With attr_accessible security is the default and one must explicitly
bypass it - I believe that is the way it should be. The problem is
there is no easy way to do that. This discourages the use of
attr_accessible - not a good thing at all.

Rails 3 is already moving into this idea of default security with HTML
injection. One must explicitly specify if they don't want the HTML to
be escaped. I think we can take the same concept and apply it here.

What if params[] was a special subclass of Hash and had some security
built into it. By default it would assume all content is dangerous but
one can specify that directly.

User.new(params[:user].trusted)

Or like this:

params[:user].trusted! if admin?
User.new(params[:user])

The method could take a list of arguments defining which attributes
are trusted to handle more complex scenarios:

params[:user].trusted!(:username, :email) if moderator?

The mass assignment can look for this type of hash and bypass
attribute protection on trusted values. I could see this concept of
params security being applied to other methods too (such as AR finds).

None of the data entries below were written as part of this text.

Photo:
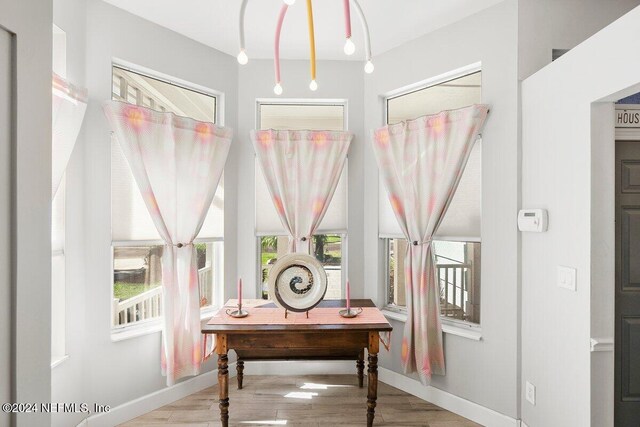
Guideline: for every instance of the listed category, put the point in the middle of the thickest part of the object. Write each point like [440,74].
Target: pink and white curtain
[421,162]
[302,170]
[69,103]
[177,163]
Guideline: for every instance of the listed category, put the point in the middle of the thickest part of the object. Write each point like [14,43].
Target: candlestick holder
[239,313]
[350,312]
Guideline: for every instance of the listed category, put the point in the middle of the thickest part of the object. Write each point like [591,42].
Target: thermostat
[536,220]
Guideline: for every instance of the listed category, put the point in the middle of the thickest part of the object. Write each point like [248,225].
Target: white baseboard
[142,405]
[152,401]
[300,367]
[465,408]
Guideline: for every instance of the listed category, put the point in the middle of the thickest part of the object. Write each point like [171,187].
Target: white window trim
[134,68]
[423,84]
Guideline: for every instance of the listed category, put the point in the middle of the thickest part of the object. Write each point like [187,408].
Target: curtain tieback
[424,242]
[180,245]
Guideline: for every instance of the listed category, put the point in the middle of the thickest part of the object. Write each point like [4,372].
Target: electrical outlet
[531,393]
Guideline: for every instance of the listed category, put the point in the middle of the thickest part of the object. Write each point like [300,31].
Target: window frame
[344,103]
[452,326]
[144,327]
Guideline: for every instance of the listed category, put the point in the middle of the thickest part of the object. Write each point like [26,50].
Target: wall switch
[567,278]
[531,393]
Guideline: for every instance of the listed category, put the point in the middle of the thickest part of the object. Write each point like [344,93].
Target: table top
[265,316]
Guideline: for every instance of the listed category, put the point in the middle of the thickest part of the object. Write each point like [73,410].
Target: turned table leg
[240,370]
[223,379]
[372,394]
[360,366]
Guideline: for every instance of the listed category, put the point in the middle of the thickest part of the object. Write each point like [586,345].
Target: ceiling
[215,23]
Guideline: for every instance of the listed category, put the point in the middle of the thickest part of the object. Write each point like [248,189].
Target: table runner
[275,316]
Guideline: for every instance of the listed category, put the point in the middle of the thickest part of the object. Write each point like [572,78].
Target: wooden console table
[266,335]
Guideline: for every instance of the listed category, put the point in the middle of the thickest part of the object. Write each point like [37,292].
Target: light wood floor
[312,401]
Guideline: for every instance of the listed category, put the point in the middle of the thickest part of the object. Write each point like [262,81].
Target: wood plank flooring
[313,401]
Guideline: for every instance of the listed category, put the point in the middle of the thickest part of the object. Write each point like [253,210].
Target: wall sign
[627,116]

Also, I want to point out a bigger issue here is that attr_accessible
is WAY underused leaving so many apps vulnerable when they don't even
know it. Anything we can do to make it more friendly is a good thing.
See the section titled "The Reality" on this excellent writup:
http://railspikes.com/2008/9/22/is-your-rails-application-safe-from-mass-assignment

Regards,

Ryan

On May 27, 2:26 am, Hongli Lai <[email protected]> wrote:
> On May 27, 2:57 am, cainlevy <[email protected]> wrote:
>
> > After playing with a reimagined version of attr_accessible/
> > attr_protected in my plugin, I'm much happier with the model-side
> > filtering approach. I think it allows for more interesting and useful
> > defaults.
>
> > Since this API is to live only as a plugin for a bit, I'm unsure
> > whether this thread is the place to continue discussion? I think that
> > Xavier's improved documentation is probably all that can/should be
> > done to core at this time. Anyone interested in playing with the mass
> > assignment API is welcome to contact me directly or through GitHub.
>
> Just publish the code. Real-world experience will teach us whether it
> has any advantages over Hash#slice/Hash#except.